Book Talk: Ted Reinstein
Thursday, February 107:00—8:00 PMOnlineGoodnow Library21 Concord Rd, Sudbury, MA, 01776
Join us for a VIRTUAL book talk with Ted Reinstein on Thursday, February 10, at 7:00PM! The author will be discussing his latest book, Before Brooklyn: The Unsung Heroes Who Helped Break Baseball's Color Barrier.

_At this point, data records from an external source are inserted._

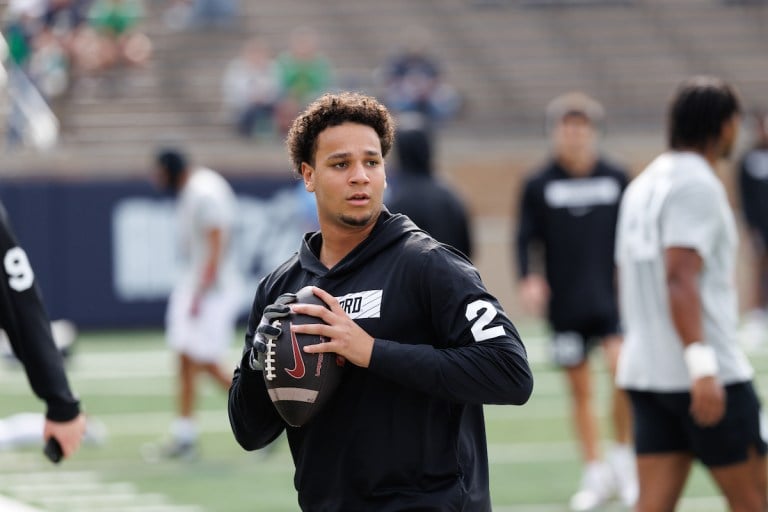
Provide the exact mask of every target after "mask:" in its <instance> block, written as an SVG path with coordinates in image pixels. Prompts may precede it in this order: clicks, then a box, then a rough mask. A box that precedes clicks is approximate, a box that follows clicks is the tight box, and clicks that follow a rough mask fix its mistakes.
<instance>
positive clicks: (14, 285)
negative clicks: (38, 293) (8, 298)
mask: <svg viewBox="0 0 768 512" xmlns="http://www.w3.org/2000/svg"><path fill="white" fill-rule="evenodd" d="M3 266H5V272H6V273H7V274H8V284H9V285H10V286H11V288H13V289H14V290H16V291H17V292H23V291H24V290H28V289H29V288H30V287H31V286H32V283H34V282H35V274H34V273H33V272H32V266H31V265H30V264H29V258H27V253H25V252H24V249H22V248H21V247H13V248H11V249H8V252H7V253H5V258H4V259H3Z"/></svg>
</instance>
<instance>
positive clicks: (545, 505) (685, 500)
mask: <svg viewBox="0 0 768 512" xmlns="http://www.w3.org/2000/svg"><path fill="white" fill-rule="evenodd" d="M493 510H494V511H495V512H562V511H563V510H565V505H564V504H563V503H529V504H519V505H507V506H503V507H500V506H497V505H494V506H493ZM600 510H603V511H605V512H609V511H614V510H615V511H616V512H618V511H625V510H626V509H625V508H624V507H622V506H620V505H619V504H618V503H617V504H615V505H614V506H611V505H607V506H605V507H603V508H601V509H600ZM675 510H676V511H677V512H722V511H723V510H725V502H724V500H723V498H722V497H721V496H700V497H695V498H682V499H681V500H680V502H679V503H678V506H677V508H676V509H675Z"/></svg>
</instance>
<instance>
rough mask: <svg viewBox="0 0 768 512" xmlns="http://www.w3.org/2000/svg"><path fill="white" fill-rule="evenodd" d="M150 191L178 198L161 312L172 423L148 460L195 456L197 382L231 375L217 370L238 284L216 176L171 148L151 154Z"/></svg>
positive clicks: (230, 238)
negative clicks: (174, 360)
mask: <svg viewBox="0 0 768 512" xmlns="http://www.w3.org/2000/svg"><path fill="white" fill-rule="evenodd" d="M154 163H155V177H156V180H157V185H158V186H159V187H160V188H161V189H163V190H165V191H166V192H169V193H171V194H172V195H174V196H177V199H178V200H177V219H176V222H177V223H176V226H177V230H178V237H177V241H178V248H179V251H178V252H179V255H178V260H179V261H180V268H179V269H178V270H179V272H178V273H177V275H178V277H177V281H176V284H175V286H174V289H173V291H172V293H171V296H170V299H169V301H168V308H167V311H166V319H165V321H166V341H167V342H168V345H169V346H170V347H171V349H173V351H174V352H175V353H176V354H177V356H178V372H179V373H178V379H179V394H178V397H177V400H178V404H177V406H178V411H177V412H178V417H177V418H176V420H175V421H174V423H173V424H172V427H171V436H172V437H171V439H170V440H169V442H168V443H166V444H163V445H161V446H154V445H148V446H146V447H144V452H145V453H144V455H145V457H146V458H148V459H154V458H159V457H164V458H176V459H190V458H194V457H195V456H196V455H197V437H198V433H197V428H196V425H195V418H194V406H195V398H196V394H197V386H196V381H197V378H198V375H200V374H202V373H205V374H208V375H210V376H211V377H212V378H213V379H214V381H215V382H216V383H217V384H219V385H220V386H221V388H222V389H224V390H229V386H230V385H231V383H232V377H231V370H230V369H228V368H227V369H225V368H223V367H222V366H221V365H220V360H221V358H222V357H223V356H224V355H225V354H226V351H227V349H228V347H229V346H230V344H231V342H232V340H233V339H234V335H235V325H236V321H237V315H238V312H239V309H240V302H241V300H240V299H241V290H240V286H241V282H242V279H241V277H240V275H239V273H238V271H237V266H236V264H235V258H234V257H235V254H234V251H233V250H232V248H233V234H234V227H235V221H236V207H237V200H236V197H235V194H234V192H233V191H232V188H231V186H230V185H229V183H228V182H227V181H226V180H225V179H224V177H222V176H221V175H220V174H219V173H217V172H215V171H213V170H211V169H208V168H205V167H200V166H193V165H190V164H189V163H188V161H187V156H186V155H185V154H184V153H183V152H182V151H180V150H179V149H176V148H162V149H160V150H159V151H158V152H157V153H156V155H155V162H154Z"/></svg>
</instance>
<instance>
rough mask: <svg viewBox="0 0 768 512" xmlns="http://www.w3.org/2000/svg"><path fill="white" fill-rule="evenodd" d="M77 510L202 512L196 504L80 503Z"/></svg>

In April of 1945, exactly two years before Jackie Robinson broke the color barrier in major league baseball, liberal Boston City Councilman Izzy Muchnick persuaded the Red Sox to try out three black players in return for a favorable vote to allow the team to play on Sundays. The Red Sox got the councilman’s much-needed vote, but the tryout was a sham; the three players would get no closer to the major leagues. It was a lost battle in a war that was ultimately won by Robinson in 1947. This book tells the story of the little-known heroes who fought segregation in baseball, from communist newspaper reporters to the Pullman car porters who saw to it that black newspapers espousing integration in professional sports reached the homes of blacks throughout the country. It also reminds us that the first black player in professional baseball was not Jackie Robinson but Moses Fleetwood Walker in 1884, and that for a time integrated teams were not that unusual. And then, as segregation throughout the country hardened, the exclusion of blacks in baseball quietly became the norm, and the battle for integration began anew.
Ted Reinstein is best known in New England as a journalist and reporter for Chronicle, Boston’s celebrated (and America’s longest-running, locally-produced) TV news-magazine. In 2002, he was part of the Chronicle team honored with a prestigious National DuPont-Columbia Broadcast Journalism Award for their coverage of Boston’s controversial Big Dig project, the nation’s largest-ever public works project. While he also appears in the studio at the anchor desk or delivering an opinion commentary, it’s out in the field where viewers are most familiar seeing Ted. From every corner of New England, he’s found the offbeat, the unique, the moving, and the just plain memorable, all while telling the enduringly colorful stories of the region’s people and places.